Initiative on Freedom of Thought, Inquiry, and Expression

The freedom of academics and students to think and speak freely, on and off campus, has empowered the pursuit of truth and human flourishing. The mission of the Initiative on Freedom of Thought, Inquiry, and Expression at the James Madison Program is to promote, explain, and defend free speech and academic freedom. Through events, seminars, and other programming, the James Madison Free Speech Initiative creates opportunities for the Princeton community—faculty, students, staff, and the public—to learn how and why freedom of thought and inquiry is essential to the health of universities and free societies.

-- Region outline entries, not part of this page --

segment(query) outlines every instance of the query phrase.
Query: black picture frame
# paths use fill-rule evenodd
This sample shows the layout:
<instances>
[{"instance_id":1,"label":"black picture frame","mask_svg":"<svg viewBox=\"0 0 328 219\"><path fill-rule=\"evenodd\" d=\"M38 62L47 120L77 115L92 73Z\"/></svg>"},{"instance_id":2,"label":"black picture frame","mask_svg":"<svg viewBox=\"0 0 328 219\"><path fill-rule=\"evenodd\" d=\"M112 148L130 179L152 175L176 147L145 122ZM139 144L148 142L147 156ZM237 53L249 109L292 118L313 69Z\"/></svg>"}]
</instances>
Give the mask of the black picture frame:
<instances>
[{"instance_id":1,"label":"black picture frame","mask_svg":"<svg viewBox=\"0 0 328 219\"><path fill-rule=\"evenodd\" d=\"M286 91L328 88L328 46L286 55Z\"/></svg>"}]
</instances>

Madison Program Statement on Free Speech

Read the Madison Program's Statement on Free Speech.

Princeton University's Commitment to Free Speech

Read about Princeton University's commitment to free speech on the Office of the Dean of Undergraduate Students website.

Meet the Co-Directors

Keith E. Whittington

Keith E. Whittington is William Nelson Cromwell Professor of Politics in the Department of Politics at Princeton University. He is the author of Speak Freely: Why Universities Must Defend Free Speech, as well as Constitutional Construction: Divided Powers and Constitutional Meaning, and Constitutional Interpretation: Textual Meaning, Original Intent, and Judicial Review, and Political Foundations of Judicial Supremacy: The Presidency, the Supreme Court, and Constitutional Leadership in U.S. History (which won the C. Herman Pritchett Award for best book in law and courts and the J. David Greenstone Award for best book in politics and history), and Judicial Review and Constitutional Politics, and American Political Thought: Readings and Materials. He is the editor (with Neal Devins) of Congress and the Constitution and editor (with R. Daniel Kelemen and Gregory A. Caldeira) of The Oxford Handbook of Law and Politics and editor of Law and Politics: Critical Concepts in Political Science. He is also the author (with Howard Gillman and Mark A. Graber) of American Constitutionalism, vol. 1: Structures of Government and American Constitutionalism, vol. 2: Rights and Liberties (which together won the Teaching and Mentoring Award for innovative instructional materials in law and courts), and American Constitutionalism: Powers, Rights and Liberties (a one-volume abridgement). He has published widely on American constitutional theory and development, federalism, judicial politics, and the presidency. He has been a John M. Olin Foundation Faculty Fellow and American Council of Learned Societies Junior Faculty Fellow, and a Visiting Scholar at the Social Philosophy and Policy Center, and a Visiting Professor at the University of Texas School of Law. He is a member of the American Academy of the Arts and Sciences. He is editor (with Gerald Leonard) of the New Essays on American Constitutional History and editor (with Maeva Marcus, Melvin Urofsky, and Mark Tushnet) of the Cambridge Studies on the American Constitution. His new book, Repugnant Laws: Judicial Review of Acts of Congress from the Founding to the Present, is forthcoming and he is currently completing Constitutional Crises, Real and Imagined and The Idea of Democracy in America, from the American Revolution to the Gilded Age.

Bernard Haykel

Bernard Haykel is a scholar of the Arabian Peninsula, focusing on the history, politics and economics of Saudi Arabia, the other Gulf Cooperation Countries (GCC), and Yemen. He is professor of Near Eastern Studies at Princeton University where he is also director of the Institute for the Transregional Study of the Contemporary Middle East, North Africa and Central Asia. Professor Haykel is presently completing one on modern Saudi political history that will be published by Princeton University Press. He is considered an authority on Islamist political movements and Islamic law and is the author of numerous articles on the politics and history of Saudi Arabia and Yemen, Salafism, and Islamism. He has supervised over 10 PhD dissertations on Arabian politics and history and has received several prominent awards, such as the Prize Fellowship at Magdalen College, Oxford, the Carnegie Corporation and Guggenheim fellowships and the Old Dominion Professorship at Princeton. Professor Haykel appears frequently in print and broadcast media, including PBS, NPR, the New York Times, Project Syndicate and the BBC among others. He earned his D.Phil. in Oriental Studies from the University of Oxford.